I've had a love affair with words for as long as I can remember. At the princessy private school I attended, we were required to take study skills as its own subject area for 5 years. Everyone moaned and groaned about it (though I feel certain that as they flew through college they changed their tunes about its importance), but not I! Outlines... notecards... highlighting... yummy.... almost as good as the actual creation of a piece of text.

Senior year of high school meant a semester of creative writing. We journaled, and from those journal entries created amazing works that we shared with one another and learned the art of constructive literary feedback. We had to write one short story a week, though my story count was far more than the teacher's requirement. I couldn't seem to stop writing, and I still have those stories in some buried treasure box in the basement. Many snippets from those stories are permanently etched in my mind. It was a rough year for me personally, and I realized that writing was only rather therapeutic and that the best literature is written from a place of knowledge. It's so simple, really: you write best about that with which you are most familiar.
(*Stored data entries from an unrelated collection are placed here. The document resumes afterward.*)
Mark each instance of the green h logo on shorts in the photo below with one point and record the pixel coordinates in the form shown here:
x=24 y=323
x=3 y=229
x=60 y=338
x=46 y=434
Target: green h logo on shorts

In my freshman year of college I had the coolest ever writing professor. Her name was Anne... she was funky and fun and understood the importance of authentic tasks and meaningful subject matter. She pulled me aside one day and said "you have a gift and it begins with just one word, just one emotion". I'd been told by many teachers along the way that my writing was "good". I could write one helluva 3.5 essay, but this was the first time anyone ever told me that she'd connected to my writing on a deeper level, and I literally felt drunk with power, because words, I knew, were powerful things. I later had her mother as a professor for a course on Science Fiction and Fantasy Literature. I didn't realize it was her mother until after I got back my first paper, and at the top was written, "Anne was right... you write like an angel."

The realization that we are good at something is important, so too, is positive and specific feedback along the way from people for whom we have respect. I feel blessed that my gift touches hearts and has the ability to pull forth emotion, even from people who aren't so very emotional. I'm glad to have a creative outlet, for my reality is that someday, my body might decide it's had enough, but, hopefully, my mind will remain in tact and my words will continue to flow.

1 comment:

Anonymous said...

And you need proof that you don't have a stone cold heart!